TheCarConnection.com's editors also note the RDX's interior spaces are fitted with lots of finely grained and silver-painted plastic. It's a look shared with lots of portable electronics, and it fits the brand's image well enough, though at the price point some shoppers will want lusher trim.
2010 Acura RDX
The Acura 2010 RDX is among the safest vehicles in its class.
Safety's no major concern in the 2010 Acura RDX. Traction and stability control, anti-lock brakes, and side and curtain airbags and a rearview camera are standard. The RDX earns five-star ratings in the NHTSA (National Highway Traffic Safety Administration) front and side crash tests, as well as a four-star rating for rollover risk. It also has been named a Top Safety Pick by the IIHS (Insurance Institute for Highway Safety).
Cars.com applauds the safety ratings in this Acura; 2010's RDX earns "the top rating of Good in both frontal and side-impact crash tests" performed by the Insurance Institute for Highway Safety-a feat that also garners the RDX IIHS's Top Safety Pick honor.

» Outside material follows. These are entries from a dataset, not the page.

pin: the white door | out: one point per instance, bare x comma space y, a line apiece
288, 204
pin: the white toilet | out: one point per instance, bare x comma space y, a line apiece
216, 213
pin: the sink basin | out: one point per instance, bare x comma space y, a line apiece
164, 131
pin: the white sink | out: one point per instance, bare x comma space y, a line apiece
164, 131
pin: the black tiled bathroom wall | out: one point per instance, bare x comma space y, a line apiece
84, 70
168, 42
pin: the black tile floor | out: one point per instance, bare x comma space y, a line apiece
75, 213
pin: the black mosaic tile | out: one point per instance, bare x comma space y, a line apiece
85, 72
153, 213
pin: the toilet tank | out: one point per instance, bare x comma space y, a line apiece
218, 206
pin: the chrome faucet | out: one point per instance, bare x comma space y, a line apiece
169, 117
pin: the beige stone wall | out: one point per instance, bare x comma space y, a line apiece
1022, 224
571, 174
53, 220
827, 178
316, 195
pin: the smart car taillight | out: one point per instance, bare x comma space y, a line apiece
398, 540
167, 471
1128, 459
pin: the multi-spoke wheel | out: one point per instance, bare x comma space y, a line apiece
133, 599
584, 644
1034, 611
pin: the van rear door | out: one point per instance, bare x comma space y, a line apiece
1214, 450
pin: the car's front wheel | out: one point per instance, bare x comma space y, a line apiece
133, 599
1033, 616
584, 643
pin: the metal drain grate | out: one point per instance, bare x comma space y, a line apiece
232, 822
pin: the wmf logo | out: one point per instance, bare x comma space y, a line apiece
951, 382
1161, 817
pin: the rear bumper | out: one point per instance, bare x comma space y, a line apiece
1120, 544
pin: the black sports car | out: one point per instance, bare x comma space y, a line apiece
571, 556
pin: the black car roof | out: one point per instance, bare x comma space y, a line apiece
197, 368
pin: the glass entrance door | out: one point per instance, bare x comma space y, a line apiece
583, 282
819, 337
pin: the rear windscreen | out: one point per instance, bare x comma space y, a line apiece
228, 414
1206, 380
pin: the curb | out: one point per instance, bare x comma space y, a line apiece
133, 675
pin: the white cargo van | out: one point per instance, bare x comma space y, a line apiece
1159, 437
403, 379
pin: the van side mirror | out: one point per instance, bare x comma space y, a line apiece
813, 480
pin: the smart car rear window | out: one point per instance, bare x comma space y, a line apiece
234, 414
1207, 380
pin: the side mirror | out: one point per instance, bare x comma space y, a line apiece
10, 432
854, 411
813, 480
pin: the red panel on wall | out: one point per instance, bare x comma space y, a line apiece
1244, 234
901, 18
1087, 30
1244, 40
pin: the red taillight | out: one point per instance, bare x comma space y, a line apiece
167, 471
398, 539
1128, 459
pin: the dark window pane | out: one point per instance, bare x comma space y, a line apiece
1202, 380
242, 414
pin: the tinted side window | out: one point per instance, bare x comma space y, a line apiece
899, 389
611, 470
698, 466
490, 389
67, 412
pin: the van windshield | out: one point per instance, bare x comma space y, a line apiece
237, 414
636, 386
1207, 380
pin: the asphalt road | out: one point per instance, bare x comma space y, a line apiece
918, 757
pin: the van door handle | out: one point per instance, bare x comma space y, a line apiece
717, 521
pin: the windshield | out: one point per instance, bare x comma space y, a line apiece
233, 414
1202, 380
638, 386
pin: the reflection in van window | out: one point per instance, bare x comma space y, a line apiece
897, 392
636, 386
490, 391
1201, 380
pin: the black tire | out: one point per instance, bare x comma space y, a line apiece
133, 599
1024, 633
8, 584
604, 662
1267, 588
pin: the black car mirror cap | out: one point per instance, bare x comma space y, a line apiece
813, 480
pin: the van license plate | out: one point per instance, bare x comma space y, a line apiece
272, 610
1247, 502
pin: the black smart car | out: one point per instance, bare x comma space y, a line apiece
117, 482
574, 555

Edmunds agrees that the Acura 2010 RDX is "very crash-worthy," with a host of standard safety features such as "front-seat side airbags, head-protecting side curtain airbags with a rollover sensor, active front head restraints, anti-lock brakes with brake assist, stability control and traction control." Kelley Blue Book notes that "child door locks" and an "engine immobilizer" are also standard.
Behind the wheel of the 2010 Acura RDX, reviewers feel right at home. Auto Spectator contends the front seats provide "high outward visibility" and a "confident field of view."

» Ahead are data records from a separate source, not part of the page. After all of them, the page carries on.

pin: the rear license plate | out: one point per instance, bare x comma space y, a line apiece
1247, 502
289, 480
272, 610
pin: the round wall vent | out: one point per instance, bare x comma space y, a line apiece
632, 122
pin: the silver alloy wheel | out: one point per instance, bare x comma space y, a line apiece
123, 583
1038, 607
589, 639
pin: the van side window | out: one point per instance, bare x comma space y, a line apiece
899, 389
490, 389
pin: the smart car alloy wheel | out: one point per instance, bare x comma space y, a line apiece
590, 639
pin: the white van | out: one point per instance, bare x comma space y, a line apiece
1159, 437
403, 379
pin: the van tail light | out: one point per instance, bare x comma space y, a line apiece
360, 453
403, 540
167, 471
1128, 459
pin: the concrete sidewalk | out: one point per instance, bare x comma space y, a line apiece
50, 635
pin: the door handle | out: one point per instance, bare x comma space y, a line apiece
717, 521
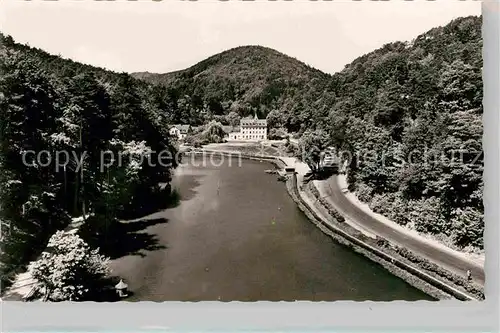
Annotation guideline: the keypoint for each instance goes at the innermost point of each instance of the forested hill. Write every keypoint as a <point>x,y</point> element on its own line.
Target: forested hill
<point>246,80</point>
<point>421,103</point>
<point>56,108</point>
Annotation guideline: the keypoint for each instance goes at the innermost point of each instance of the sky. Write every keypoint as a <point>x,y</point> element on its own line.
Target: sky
<point>163,36</point>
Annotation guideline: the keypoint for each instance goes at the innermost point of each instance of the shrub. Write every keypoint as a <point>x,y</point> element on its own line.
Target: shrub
<point>382,203</point>
<point>468,227</point>
<point>70,271</point>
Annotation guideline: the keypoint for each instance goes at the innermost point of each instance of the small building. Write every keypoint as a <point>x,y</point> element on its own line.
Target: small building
<point>179,131</point>
<point>251,129</point>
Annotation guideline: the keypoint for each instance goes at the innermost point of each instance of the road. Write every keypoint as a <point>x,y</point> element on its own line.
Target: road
<point>433,253</point>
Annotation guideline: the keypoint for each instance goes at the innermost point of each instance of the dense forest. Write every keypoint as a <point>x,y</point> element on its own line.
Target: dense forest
<point>418,102</point>
<point>57,118</point>
<point>420,99</point>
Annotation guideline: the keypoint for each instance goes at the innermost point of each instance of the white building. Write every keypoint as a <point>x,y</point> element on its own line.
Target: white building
<point>251,129</point>
<point>179,131</point>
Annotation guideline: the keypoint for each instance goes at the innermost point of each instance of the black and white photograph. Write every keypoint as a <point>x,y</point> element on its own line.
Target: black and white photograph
<point>241,151</point>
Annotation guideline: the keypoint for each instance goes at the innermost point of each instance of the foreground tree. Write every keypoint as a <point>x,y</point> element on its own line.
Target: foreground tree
<point>312,144</point>
<point>71,270</point>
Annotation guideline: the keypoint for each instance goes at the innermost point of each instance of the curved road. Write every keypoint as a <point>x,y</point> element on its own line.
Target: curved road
<point>446,259</point>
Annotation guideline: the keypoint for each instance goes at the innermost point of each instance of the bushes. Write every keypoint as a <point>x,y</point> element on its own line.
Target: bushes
<point>467,227</point>
<point>427,216</point>
<point>71,271</point>
<point>364,192</point>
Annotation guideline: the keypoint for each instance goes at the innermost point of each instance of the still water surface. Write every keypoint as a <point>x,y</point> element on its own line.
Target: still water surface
<point>237,235</point>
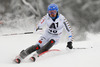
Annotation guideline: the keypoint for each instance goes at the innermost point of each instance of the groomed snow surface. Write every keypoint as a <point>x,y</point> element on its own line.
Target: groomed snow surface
<point>10,46</point>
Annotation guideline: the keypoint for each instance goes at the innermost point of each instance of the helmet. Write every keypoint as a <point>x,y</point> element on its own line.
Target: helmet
<point>53,7</point>
<point>52,10</point>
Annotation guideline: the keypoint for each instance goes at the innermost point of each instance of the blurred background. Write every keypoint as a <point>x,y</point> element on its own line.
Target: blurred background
<point>83,15</point>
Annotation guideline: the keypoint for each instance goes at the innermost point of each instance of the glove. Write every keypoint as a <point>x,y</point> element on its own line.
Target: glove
<point>69,45</point>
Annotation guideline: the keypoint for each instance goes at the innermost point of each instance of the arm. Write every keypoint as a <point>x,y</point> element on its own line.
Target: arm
<point>70,32</point>
<point>41,23</point>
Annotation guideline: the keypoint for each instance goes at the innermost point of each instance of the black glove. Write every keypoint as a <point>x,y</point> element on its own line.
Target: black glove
<point>69,45</point>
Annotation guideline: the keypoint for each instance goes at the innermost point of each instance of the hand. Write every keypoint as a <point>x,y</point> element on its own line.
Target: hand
<point>69,45</point>
<point>38,29</point>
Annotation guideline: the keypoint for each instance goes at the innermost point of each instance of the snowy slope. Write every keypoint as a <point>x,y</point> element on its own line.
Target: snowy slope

Forbes Autos calls attention to the design features of the Acura 2010 RDX that improve safety: "The hood is specially designed with collapsible hinges" and "breakaway windshield wiper pivots ... lessen pedestrian injury during a crash."
Consumer Guide mentions that there are "no factory options" related to safety, such as lane-departure warning systems or blind-spot detection systems-features becoming more common on high-end vehicles.
2010 Acura RDX
The 2010 Acura RDX has more high-end audio features than many homes-and a savvy list of standard luxury items, too.
Standard equipment is "generous," according to Edmunds, and includes "18-inch alloy wheels, xenon headlights, a moonroof, full power accessories, heated front seats, a power driver seat with memory, Bluetooth connectivity, leather upholstery and dual-zone automatic climate control."For the 2010 model year, the RDX adds a new USB port that allows the connection of (and charging of) items such as an iPhone or iPod, along with an electronic compass, automatic headlights, and better cup holders. New options include DVD-Audio and real-time XM traffic info.
The Technology Package for 2010 includes a navigation system with voice recognition; a larger screen that embeds the image of the rearview camera (otherwise, it displays in the rearview mirror); real-time traffic and weather; and the ELS audio system with DVD-Audio, XM, 10 speakers, and 410 watts of power. A new "Note" function grabs the information for songs so that drivers can identify them later for purchase. A climate-control system attuned to changes in ambient temperature is also included.